Most over-the-counter supplements come in 1000, 2000, or 5000 IU doses. For general winter supplementation, 2000-4000 IU per day is a safe starting point for most adults. If you test low, your doctor might recommend a higher dose to bring you back up.
Vitamin D toxicity is rare and usually only happens with chronic megadoses (like 10,000+ IU daily for months). The upper tolerable limit is 4000 IU/day, though many people take more under medical supervision without issues.
Don't Forget About K2
If you're taking high doses of vitamin D (above 2000 IU), consider pairing it with vitamin K2. Vitamin D increases calcium absorption, but K2 directs that calcium into your bones instead of your arteries. The Rotterdam Study and other research on cardiovascular health suggest that taking D without K2 might contribute to arterial calcification over time, though the evidence is still debated.
The usual dose is 100-200 mcg of K2 (MK-7 form) alongside your vitamin D. Many supplements now combine the two.
What to Do
If you live in a place with real winters, assume you're low on vitamin D from November through March. You can't make it from sunlight, and you won't get enough from food. This isn't a maybe situation. It's just how the physics work.

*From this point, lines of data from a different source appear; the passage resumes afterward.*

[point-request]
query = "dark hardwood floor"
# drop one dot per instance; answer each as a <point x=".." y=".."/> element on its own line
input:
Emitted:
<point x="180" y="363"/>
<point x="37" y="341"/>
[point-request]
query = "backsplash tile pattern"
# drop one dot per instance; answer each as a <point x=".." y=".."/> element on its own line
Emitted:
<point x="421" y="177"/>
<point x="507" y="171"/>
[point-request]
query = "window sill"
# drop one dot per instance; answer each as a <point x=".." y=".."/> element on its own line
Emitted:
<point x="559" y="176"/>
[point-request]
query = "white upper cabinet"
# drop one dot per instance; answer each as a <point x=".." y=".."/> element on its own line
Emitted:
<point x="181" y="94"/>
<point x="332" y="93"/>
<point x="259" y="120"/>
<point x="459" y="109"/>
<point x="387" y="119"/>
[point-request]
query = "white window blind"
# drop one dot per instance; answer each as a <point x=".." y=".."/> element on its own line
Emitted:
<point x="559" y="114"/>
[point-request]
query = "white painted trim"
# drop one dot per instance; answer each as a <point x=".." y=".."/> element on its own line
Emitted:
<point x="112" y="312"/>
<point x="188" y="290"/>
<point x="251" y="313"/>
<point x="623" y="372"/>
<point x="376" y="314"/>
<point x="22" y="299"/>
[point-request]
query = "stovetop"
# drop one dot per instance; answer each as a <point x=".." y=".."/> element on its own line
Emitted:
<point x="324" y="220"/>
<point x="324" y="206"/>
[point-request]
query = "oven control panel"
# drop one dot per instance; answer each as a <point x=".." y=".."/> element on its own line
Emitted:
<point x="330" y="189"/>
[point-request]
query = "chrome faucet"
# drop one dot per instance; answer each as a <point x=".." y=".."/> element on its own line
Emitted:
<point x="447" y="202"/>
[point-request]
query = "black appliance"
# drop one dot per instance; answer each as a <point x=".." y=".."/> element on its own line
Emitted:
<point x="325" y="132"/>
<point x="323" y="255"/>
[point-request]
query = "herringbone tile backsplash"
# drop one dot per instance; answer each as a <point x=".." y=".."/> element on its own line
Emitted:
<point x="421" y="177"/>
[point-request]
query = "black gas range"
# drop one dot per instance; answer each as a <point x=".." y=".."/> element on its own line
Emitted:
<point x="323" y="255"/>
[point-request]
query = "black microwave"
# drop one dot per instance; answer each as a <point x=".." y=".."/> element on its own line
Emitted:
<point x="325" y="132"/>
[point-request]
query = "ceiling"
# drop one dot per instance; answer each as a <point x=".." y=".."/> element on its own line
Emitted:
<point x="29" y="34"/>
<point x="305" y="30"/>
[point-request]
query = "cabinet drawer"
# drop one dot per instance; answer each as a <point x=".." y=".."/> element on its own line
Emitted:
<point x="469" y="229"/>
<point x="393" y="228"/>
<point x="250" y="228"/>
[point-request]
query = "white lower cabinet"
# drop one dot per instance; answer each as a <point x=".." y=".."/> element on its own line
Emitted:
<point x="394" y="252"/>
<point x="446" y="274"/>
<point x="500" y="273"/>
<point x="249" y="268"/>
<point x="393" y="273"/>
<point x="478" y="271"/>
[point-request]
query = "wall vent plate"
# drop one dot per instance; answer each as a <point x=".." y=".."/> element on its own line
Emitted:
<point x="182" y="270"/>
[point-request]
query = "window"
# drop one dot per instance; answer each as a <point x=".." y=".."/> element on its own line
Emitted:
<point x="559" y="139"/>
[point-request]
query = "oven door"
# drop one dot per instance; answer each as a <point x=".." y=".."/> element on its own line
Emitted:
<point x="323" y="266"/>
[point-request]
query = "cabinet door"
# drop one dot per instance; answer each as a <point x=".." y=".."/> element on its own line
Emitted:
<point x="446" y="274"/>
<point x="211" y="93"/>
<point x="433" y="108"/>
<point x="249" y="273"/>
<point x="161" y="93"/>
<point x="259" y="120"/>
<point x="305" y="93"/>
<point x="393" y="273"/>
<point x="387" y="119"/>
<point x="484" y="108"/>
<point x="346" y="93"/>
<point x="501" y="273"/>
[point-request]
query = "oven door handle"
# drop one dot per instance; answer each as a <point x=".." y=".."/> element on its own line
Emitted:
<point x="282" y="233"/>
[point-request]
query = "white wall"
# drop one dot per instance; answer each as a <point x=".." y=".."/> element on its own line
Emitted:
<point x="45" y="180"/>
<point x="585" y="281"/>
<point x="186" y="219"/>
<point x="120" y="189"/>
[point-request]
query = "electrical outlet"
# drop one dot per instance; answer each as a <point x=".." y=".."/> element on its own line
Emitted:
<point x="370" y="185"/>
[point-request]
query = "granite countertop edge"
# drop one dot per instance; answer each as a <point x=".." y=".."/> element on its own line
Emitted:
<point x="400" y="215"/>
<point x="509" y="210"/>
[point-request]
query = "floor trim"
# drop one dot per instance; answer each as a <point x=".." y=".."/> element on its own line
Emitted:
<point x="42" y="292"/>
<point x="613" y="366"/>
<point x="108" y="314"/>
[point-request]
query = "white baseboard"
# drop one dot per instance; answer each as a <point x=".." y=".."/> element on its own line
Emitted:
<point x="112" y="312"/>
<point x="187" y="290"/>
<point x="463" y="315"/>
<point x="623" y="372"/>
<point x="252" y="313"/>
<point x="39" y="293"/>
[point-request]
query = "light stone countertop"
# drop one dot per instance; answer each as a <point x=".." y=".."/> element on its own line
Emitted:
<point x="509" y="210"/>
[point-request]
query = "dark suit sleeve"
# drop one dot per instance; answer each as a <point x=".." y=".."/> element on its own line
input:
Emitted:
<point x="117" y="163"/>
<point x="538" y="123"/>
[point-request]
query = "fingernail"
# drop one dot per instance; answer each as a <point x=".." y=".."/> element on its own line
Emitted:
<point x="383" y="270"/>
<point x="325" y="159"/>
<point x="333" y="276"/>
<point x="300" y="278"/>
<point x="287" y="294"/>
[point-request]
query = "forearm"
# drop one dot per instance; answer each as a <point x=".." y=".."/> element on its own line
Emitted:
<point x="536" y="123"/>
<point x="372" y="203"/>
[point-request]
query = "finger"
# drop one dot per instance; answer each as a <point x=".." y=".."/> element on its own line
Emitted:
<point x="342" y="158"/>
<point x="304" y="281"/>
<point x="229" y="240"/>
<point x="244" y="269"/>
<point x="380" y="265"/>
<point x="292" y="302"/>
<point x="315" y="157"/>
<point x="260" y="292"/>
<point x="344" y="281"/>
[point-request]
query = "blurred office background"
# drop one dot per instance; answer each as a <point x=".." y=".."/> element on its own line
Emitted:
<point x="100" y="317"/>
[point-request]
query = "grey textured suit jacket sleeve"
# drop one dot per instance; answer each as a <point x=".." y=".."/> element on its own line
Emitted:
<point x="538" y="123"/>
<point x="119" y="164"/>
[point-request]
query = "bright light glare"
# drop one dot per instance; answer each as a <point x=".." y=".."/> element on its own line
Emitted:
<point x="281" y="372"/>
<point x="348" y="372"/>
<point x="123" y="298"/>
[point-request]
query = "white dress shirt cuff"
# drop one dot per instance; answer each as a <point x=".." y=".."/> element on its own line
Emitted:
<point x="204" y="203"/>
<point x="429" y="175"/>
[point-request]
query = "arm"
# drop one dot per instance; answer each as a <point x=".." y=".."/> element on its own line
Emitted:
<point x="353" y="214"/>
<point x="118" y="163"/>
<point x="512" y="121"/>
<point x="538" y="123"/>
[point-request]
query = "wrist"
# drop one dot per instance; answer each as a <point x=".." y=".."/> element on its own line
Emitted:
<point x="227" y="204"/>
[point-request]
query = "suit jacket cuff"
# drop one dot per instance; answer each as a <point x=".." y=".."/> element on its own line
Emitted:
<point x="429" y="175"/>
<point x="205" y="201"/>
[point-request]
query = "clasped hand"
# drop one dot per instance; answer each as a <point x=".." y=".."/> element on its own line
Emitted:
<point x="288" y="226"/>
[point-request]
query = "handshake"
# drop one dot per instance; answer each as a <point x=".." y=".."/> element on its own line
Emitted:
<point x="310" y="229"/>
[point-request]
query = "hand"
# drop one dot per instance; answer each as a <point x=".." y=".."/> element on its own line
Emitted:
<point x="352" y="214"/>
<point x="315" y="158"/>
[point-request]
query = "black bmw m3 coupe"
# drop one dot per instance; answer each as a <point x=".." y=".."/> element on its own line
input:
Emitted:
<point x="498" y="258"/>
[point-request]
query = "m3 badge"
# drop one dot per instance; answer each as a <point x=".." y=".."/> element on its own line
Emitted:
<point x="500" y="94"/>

A daily supplement is cheap and makes a measurable difference. Unlike most supplements, where deficiency is rare and benefits are questionable, vitamin D deficiency is common enough that supplementation actually helps. I take 2000 IU daily from October through April and have for years.
Test your levels if you want to dial it in. Otherwise, 2000 IU per day is a reasonable default.
Sources: Holick MF. Vitamin D Deficiency. N Engl J Med. 2007. | Martineau AR, et al. Vitamin D supplementation to prevent acute respiratory tract infections. BMJ. 2017. | Menon V, et al. Vitamin D Status and Depression. Cureus. 2020.